Created attachment 18445 [details] [review] patch to improve the current behavior somewhat
The patch above doesn't do anything with dotted circles. It seems like that'd be pretty hard. Instead, it attempts to allot an appropriate amount of room for a sequence of combining characters applied to a space or not applied to anything (at the beginning of a line for example). Incidentally, as I read the standard, a space followed by a combining character isn't technically an invalid combination. Section 3.6 D17a: "Defective combining character sequence: a combining character sequence that does not start with a base character. - Defective combining character sequences occur when a sequence of combining characters appears at the start of a string or follows a control or format character."

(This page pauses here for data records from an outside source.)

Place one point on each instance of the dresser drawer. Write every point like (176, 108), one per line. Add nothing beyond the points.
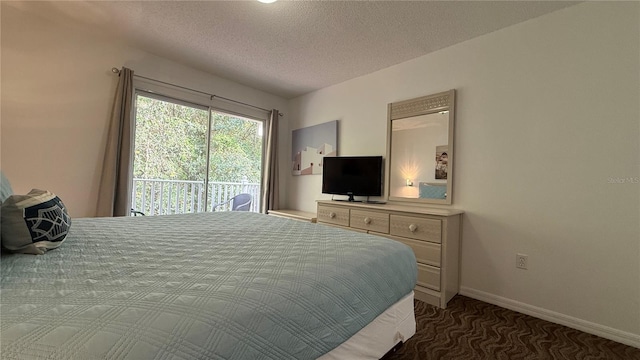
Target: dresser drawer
(429, 276)
(426, 252)
(370, 220)
(416, 228)
(333, 215)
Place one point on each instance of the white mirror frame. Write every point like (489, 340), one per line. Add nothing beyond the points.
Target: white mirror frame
(444, 101)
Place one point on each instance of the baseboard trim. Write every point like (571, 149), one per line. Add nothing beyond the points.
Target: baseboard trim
(606, 332)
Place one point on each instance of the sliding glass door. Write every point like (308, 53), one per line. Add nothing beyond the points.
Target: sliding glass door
(189, 158)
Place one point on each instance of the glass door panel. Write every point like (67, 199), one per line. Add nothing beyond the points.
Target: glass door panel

My patch above is wrong. It doesn't handle the case where the base character and combining character, or different combining characters, come from different fonts.
What was the conclusion of the discussion about this on the Unicode mailing list? I thought some people were arguing that the OpenType interpretation was clearly incompatible with the Unicode spec. (Though it may well be the case that we should deviate from the Unicode spec as well if that is going ot make things better for our users.)
In my opinion, the conclusion of the thread was that space+diacritic should show the diacritic in isolation, and a diacritic in isolation should be shown on a dotted circle. It's not crystal clear though. John Cowan does say, "This is a clear demonstration that Uniscribe fails to implement a standard correctly, a property unique neither to Microsoft nor to the Unicode Standard," in reference to the space+ZWJ thing.
*** Bug 121095 has been marked as a duplicate of this bug. ***
*** Bug 132378 has been marked as a duplicate of this bug. ***
*** Bug 127176 has been marked as a duplicate of this bug. ***
Bug 127176 contains patch to do dotted-circle for invalid mark sequences in the Arabic shaper.
Red Hat bug about Punjabi and dotted circle (which is implemented in Qt): https://bugzilla.redhat.com/bugzilla/show_bug.cgi?id=202181
Closing obsolete. Should be addressed in HarfBuzz if ever.